Abstract:
The government of Kenya funded five secondary schools in every constituency in 2010/2011
financial year under ICT Economic Stimulus Programme (ESP).The move was geared towards catalyzing the
adoption and use of ICT in secondary schools. The purpose of this study was to investigate the influence of
teachers’ ICT prerequisite skills on adoption and use of information communication technology (ICT) in public
secondary schools in the republic of Kenya. The objective was to assess the effect of teachers’ ICT pre-requisite
skills on adoption and use of ICT. The study adopted a mixed methods research design, it was informed by the
pragmatic philosophical paradigm and guided by diffusion of innovation (DOI) theory.

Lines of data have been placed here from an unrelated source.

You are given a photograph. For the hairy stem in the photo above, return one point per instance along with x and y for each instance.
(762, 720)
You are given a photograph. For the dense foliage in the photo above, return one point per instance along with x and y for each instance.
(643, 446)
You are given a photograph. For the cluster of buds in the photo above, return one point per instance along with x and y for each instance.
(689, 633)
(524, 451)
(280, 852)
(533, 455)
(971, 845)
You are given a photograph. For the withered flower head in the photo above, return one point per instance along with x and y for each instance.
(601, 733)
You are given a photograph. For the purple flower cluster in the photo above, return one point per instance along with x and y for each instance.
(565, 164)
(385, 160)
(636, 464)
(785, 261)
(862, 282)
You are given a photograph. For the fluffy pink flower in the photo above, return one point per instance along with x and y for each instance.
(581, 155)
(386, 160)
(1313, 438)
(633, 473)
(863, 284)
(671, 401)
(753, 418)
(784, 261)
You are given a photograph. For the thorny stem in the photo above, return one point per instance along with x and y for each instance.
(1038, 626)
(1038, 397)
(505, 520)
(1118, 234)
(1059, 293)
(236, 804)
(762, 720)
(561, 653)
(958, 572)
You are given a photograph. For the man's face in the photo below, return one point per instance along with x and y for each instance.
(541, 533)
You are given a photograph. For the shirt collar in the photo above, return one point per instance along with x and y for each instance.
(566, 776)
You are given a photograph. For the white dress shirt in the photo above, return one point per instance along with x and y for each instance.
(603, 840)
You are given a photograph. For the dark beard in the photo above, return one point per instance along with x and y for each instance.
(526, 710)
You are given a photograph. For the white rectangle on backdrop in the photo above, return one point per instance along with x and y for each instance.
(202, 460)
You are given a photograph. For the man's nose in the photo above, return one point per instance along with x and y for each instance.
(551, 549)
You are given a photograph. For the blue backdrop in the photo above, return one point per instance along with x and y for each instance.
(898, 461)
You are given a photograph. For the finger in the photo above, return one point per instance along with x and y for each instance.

The target population
was 30,080 teachers from public secondary schools funded by the government of Kenya under ICT Economic
Stimulus Programme (ESP). Participating regions, counties and schools were selected using simple random
sampling design to obtain 384 teachers. ICT pre-requisite skills, was the independent variables while adoption
and use of ICT in public secondary schools was the dependent variable. Data was collected by closed ended
questionnaires and interview schedules. It was cleaned and presented using the mean, mode and range
descriptive statistics. The hypothesis was tested via Pearson’s Correlation Coefficient. The study established a
statistically significant relationship between teachers’ pre-requisite ICT skills and adoption and use of ICT of +
0.154. The study recommended a follow up/monitoring and evaluation of adoption and use of ICT on termly
basis until it picks the momentum, a review of the teacher education curriculum to reflect more courses in ICT,
emphasis on in-service training in ICT. Finding and recommendation of this study will be of use to education
stakeholders; policy makers, teachers, students and the government as they strives to attain vision 2030.